The poorly timed dramatics of soccer politics play out in the dreadful United Passions.
|"And the award for the most|
poorly timed movie of all time goes to...."
When we think of historically based inspirational sports dramas, films like Hoosiers, Chariots of Fire, Remember the Titans, Rocky, Miracle and many others come to mind. These are movies that transcend sports interests that are instantly relatable tales of overcoming the odds with a little determination and drive. These are movies that prove if they can do it, we can do it too. Even if our proclivities don’t lie with sports, sports movies no doubt do have the capacity to inspire viewers to press on with fulfilling their own hopes and dreams. Inspirational sports dramas, while often told through the formula of an underdog making it big, still work as compelling stories that still manage to make us care about the characters and their uphill battle towards success. United Passions is not that movie.

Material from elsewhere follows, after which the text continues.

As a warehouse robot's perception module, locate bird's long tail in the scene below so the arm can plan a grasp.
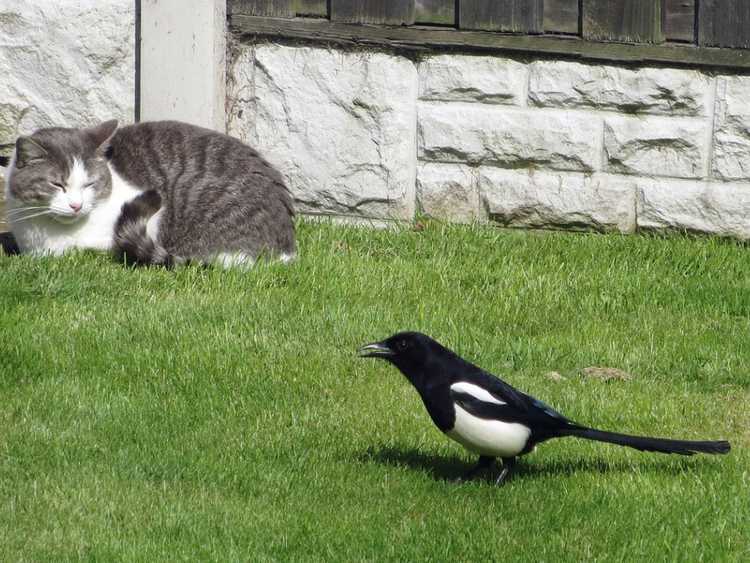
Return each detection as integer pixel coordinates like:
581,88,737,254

The wildly historically inaccurate FIFA financed and penned soccer league hagiography which recently went down in the news as the biggest box office flop in U.S. history presents a sports movie of sorts in which the heroes are the executives and the playing field consists of suits making deals at round tables behind closed doors. Costing around $35 million to produce, the film opened in ten theaters nationwide and video-on-demand platforms only to rake in $918. Released just days after fourteen FIFA executives were indicted by the FBI for unethical practices including but not limited to bribery, fraud and racketeering, the ironic ill-advised timing of United Passions as a movie consists of two hours of soulless dead space with little actual soccer gameplay and a lot of zombified performances by its unlucky cast. There’s nothing resembling a narrative plot anywhere in this thing that’s closer to a corporate company promotional you should see playing in the corporate FIFA headquarters lobby instead of theaters saddled with releasing it.
|"We are patiently awaiting that|
Every actor who sets foot in this thing, save for the haggard and rotund Gerard Depardieu who carries over the unwanted sliminess he purported in Welcome to New York, is completely wasted by the movie. Poor Sam Neill goes through the motions and Tim Roth miscast as Sepp Blatter either needs to fire his agent or stop taking whatever he can get. The once great actor in Quentin Tarantino’s Reservoir Dogs and Pulp Fiction now holds the title for starring in Grace of Monaco and United Passions, two of the absolute worst films in recent memory back to back. It is indeed a very sad time to be Tim Roth who reportedly begged the question everyone is who watches it: where’s the corruption everyone knew about in the script? Even its director has gone on the record expressing his shame for association with the project, though he had to know he was going to get Leni Riefenstahl comparisons from the moment he walked on the set.
Very much the product of corporate whitewashing intended to dispel negativity currently surrounding FIFA’s serpentine public image, United Passions could have been condescendingly disingenuous propaganda if the insidious intentions of its makers weren’t so cynically obvious. Outside of the controversy and notoriety its engendered, as a film it has a harder time qualifying as such than say Kirk Cameron’s Saving Christmas. There’s a lot of preexisting soccer footage, a disconnected vignette concerning children playing soccer in the slums and scenery of bigwigs in office settings talking amongst themselves but none of it comes together to produce anything remotely resembling a watchable movie. If United Passions will leave you with anything, certainly unintentional hilarity not among its offerings, it’s the knowledge that The Human Centipede III: Final Sequence is not in fact the worst film of 2015.